ANKARA

AK Parti Genel Başkanı ve Başbakan Recep Tayyip Erdoğan,  AK Parti Genel Merkezi'nde düzenlenen, "Yerel Medya ile Buluşma" programına katıldı.

Yoğun program ve imkanlardan kaynaklı sıkıntılardan dolayı ülkedeki  tüm mahalli medyayı davet edemediklerini ve programa katılamayan mahalli basın mensuplarından anlayış beklediklerini ifade eden Erdoğan, şöyle konuştu:

"İnşallah başka fırsatlarla bir araya gelebileceğimizi ifade etmek istiyorum. Türkiye'de yerel medyanın önemini gayet iyi bilen bir siyasi hareketiz. Kurtuluş Savaşı'mızda mahalli basın, faaliyetini sürdürebildiği şehirlerde gerçekten de çabalarına, sansüre rağmen kullanılan diğer sindirme faaliyetlerine rağmen yerel basın buna hiçbir zaman boyun eğmedi. Haktan gerçekleri anlatmaktan hiç bir zaman taviz vermedi."

"Basın özgürlüğünde çok önemli adımlar attık"

Başbakan Erdoğan, 2002 yılında 20 bin geniş bant internet abonesinin olduğu Türkiye'de şu anda 34 milyon aboneye ulaşıldığını ifade ederek, sözlerini şöyle sürdürdü:

"Çok açık net her şey ortada. Buna rağmen ulusal basında gazete satışlarının azalmadığını tam aksine arttığını görüyorsunuz. 2002'de günlük yaklaşık 4 milyon adet gazete satılıyordu, şu anda internetin bu kadar yaygınlaşmış olmasına rağmen 4,5 milyonun üzerinde gazete satılıyor. Medyadaki bu gelişmeye ek olarak bildiğiniz gibi ifade özgürlüğünde, temel hak ve hürriyetlerin geliştirilmesinde, basın özgürlüğünde çok önemli adımlar attık. Siyasetin üzerindeki vesayeti kaldırırken aynı zamanda medya üzerindeki vesayeti de kaldırdık. Aradan 12 yıl geçince bazı şeyler hatırlanmıyor ya da hatırlanmak istemiyor. Açıkçası şu anda yaşı 25'in altında olan gençlerimizin de Türkiye'de özgürlüklerin nereden nereye geldiğini görmek için kıyas yapmakta zorlandıklarını biliyoruz."

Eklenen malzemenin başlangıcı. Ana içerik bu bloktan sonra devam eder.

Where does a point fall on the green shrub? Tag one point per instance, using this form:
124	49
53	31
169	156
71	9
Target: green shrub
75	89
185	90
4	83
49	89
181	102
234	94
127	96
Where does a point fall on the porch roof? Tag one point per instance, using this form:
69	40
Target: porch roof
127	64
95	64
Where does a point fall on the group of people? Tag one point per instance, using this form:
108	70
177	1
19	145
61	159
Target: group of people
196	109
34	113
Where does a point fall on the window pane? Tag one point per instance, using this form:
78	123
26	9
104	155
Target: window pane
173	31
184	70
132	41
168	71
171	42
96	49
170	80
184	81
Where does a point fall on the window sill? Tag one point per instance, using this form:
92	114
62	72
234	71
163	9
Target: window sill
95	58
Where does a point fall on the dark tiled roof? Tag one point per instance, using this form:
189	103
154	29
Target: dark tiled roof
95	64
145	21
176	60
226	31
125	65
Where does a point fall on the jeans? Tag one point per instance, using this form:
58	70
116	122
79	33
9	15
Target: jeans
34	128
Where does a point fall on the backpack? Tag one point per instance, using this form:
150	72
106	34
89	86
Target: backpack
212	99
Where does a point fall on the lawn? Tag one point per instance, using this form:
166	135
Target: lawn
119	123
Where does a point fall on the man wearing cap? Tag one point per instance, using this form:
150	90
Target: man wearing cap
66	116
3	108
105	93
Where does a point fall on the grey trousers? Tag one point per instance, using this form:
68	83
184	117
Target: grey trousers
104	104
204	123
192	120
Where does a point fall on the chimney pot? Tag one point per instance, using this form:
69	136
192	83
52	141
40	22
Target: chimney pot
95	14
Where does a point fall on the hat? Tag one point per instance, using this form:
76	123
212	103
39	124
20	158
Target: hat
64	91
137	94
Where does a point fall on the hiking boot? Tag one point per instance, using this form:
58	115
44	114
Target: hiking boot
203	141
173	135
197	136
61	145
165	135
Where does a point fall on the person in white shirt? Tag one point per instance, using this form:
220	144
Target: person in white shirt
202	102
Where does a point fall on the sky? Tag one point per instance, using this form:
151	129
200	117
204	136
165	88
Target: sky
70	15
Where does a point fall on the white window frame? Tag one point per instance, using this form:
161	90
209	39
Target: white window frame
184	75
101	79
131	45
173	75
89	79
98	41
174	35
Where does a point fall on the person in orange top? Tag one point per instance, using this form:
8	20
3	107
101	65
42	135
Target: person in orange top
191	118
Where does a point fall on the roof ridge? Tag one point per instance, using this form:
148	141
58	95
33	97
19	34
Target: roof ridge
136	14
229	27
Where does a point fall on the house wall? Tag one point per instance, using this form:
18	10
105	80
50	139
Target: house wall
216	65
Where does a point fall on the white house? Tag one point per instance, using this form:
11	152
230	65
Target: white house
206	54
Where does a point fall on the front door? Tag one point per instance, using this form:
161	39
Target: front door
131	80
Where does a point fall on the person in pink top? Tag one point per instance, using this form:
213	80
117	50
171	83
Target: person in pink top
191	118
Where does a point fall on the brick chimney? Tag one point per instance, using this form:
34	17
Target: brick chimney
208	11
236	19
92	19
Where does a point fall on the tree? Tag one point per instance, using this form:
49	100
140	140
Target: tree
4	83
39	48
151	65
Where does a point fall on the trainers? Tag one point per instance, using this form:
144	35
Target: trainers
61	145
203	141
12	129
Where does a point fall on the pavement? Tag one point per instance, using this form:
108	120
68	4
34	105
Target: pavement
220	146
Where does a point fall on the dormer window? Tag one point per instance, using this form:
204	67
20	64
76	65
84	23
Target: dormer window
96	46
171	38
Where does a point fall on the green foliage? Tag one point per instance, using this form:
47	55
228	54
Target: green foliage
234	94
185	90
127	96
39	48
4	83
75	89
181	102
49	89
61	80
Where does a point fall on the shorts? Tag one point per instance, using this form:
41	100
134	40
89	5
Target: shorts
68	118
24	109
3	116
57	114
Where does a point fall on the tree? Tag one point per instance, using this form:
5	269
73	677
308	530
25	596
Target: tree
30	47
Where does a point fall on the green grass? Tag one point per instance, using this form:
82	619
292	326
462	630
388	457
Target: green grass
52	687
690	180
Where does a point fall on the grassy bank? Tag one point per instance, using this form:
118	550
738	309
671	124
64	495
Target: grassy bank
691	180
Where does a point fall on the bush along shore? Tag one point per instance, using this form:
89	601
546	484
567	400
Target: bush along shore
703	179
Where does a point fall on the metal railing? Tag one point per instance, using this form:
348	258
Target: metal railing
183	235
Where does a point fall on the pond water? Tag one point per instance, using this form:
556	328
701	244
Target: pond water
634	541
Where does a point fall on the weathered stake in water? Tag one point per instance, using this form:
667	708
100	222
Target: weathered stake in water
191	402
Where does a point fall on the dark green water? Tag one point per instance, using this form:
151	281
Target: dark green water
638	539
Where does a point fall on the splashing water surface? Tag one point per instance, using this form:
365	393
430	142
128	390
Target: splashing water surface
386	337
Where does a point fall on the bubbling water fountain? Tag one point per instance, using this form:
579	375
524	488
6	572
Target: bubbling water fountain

"Bugün medyada var olan özgürlük ortamının, bundan 12 yıl önce hayali dahi kurulamıyordu, kurulamadı" diyen Erdoğan, şunları söyledi:

"Bakın burada bir tek örnek vereceğim. Bugün yaşadıklarımız da dikkate alındığında ne kadar çarpıcı kıyas olduğunu eminim sizler de kabul edeceksiniz. İngiltere'de gazeteciler haber yapma adına bazı telefonları dinlediler. Telefon mesajlarını elde ettiler. Bundan dolayı yapılan soruşturmada 50 gazeteci gözaltına alındı. Bunlardan bazıları mahkum oldu. Bu skandala karışan gazete, ortaya çıkan skandaldan dolayı mahcup duruma düştü. Yayıncı kuruluş tarafından bu gazete kapatıldı. Ama dikkat edin hiçkimse, 'İngiltere'de gazeteciler tutuklandı, gözaltına alındı' demedi. Hiç kimse İnglitere’de basın özgürlüğü yok demedi. Bizim şu anda yaşadıklarımıza bakın. İngiltere’de yaşananlara bakın."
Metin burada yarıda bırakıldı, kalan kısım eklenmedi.